The UN Security Council last month renewed the mandate of its peacekeeping mission in the Abyei border region between Sudan and South Sudan, calling for an earlier establishment of a joint administration, a legislative council and a joint police force in the area.

The Council, in its resolution, also reiterated its demand that Sudan and South Sudan immediately resume the work of their joint oversight committee on Abyei to “ensure steady progress on the implementation of the 20 June 2011 Agreement”.

But the Abyei community leaders instead urged UNISFA to stands up to its mandate and make the government of Sudan, its army with allied militia groups in the area pull out from the areas defined from the 2009 ruling of the permanent court of arbitration.

Their continued presence in the disputed oil-producing region was a clear violation of the numerous UN security council resolutions and should have been the latter’s concern, they argued.

The statement further called on the UNSC, the African Union Peace and Security Council (AUPSC), the international community and all peace loving people and human right observers to accept the outcome of an unilateral referendum held by the Ngok Dinka.

In October 2013, more than 99% of Abyei’s Ngok Dinka residents voted in favour of joining the new Republic of South Sudan, according to the results published by the committee that organised the unofficial vote.

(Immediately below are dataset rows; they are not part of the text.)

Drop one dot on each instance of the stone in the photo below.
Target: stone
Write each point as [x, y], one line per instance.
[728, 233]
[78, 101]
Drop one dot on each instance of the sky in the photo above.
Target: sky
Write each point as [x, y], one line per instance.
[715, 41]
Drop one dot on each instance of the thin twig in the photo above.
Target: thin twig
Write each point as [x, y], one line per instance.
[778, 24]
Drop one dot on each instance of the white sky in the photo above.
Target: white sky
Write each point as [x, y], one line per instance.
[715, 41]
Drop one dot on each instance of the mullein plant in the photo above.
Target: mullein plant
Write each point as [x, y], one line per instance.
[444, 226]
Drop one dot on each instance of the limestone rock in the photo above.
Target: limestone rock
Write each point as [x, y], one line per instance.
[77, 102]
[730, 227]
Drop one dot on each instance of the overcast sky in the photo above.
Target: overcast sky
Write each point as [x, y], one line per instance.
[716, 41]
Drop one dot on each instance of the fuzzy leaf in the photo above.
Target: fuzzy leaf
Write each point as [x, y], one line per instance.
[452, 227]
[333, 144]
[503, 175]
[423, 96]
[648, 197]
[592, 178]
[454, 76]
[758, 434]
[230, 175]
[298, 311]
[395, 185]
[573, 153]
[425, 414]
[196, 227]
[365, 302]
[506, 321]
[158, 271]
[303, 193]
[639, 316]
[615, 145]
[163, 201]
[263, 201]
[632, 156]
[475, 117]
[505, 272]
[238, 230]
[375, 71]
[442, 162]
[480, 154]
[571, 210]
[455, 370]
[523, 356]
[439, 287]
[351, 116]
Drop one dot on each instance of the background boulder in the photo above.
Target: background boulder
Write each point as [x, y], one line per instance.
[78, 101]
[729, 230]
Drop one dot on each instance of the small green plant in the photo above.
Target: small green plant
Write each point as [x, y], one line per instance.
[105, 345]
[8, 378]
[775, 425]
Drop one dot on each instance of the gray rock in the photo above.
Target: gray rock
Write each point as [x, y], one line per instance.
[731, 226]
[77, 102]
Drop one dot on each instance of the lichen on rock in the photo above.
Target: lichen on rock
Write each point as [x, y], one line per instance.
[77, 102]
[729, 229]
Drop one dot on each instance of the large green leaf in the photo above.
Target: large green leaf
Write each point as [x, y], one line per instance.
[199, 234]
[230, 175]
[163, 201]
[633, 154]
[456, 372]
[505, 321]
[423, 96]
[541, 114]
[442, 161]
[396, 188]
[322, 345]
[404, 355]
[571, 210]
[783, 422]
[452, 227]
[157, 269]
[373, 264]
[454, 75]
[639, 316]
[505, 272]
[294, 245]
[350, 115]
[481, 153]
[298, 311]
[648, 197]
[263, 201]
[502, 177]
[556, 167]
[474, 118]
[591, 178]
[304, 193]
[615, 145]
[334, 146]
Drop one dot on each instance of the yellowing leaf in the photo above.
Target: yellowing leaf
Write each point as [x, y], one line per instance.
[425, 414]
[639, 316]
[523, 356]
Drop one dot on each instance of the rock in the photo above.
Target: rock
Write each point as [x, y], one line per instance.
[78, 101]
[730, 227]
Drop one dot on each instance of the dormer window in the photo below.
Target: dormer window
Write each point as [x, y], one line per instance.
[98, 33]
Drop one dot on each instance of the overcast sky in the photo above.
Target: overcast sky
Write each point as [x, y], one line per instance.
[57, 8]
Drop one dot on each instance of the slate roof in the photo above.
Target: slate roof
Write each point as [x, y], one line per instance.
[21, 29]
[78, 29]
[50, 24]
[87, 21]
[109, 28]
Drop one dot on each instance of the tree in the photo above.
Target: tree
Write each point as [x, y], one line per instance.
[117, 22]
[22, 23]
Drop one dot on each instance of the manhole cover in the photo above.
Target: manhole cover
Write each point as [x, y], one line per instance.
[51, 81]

Last year, the Dinka Ngok rejected the formation of a joint administration with the Sudanese government in the contested border region of Abyei, accusing Khartoum of having “killed the spirit of dialogue with [the] assassination of the area’s paramount chief, Kuol Deng Kuol”.

Kuol, the chief of the nine Dinka Ngok chiefdoms, was travelling in a UN convoy that had visited an area in the north of the contested oil-producing territory on 5 May when armed members of the Misseriya tribe – the Arab nomads who also lay claim to the area – attacked the convoy.

A referendum initially scheduled for January 2011 to decide the fate of the Abyei area failed to take place over disagreements between two Sudans over who was eligible to participate in the vote.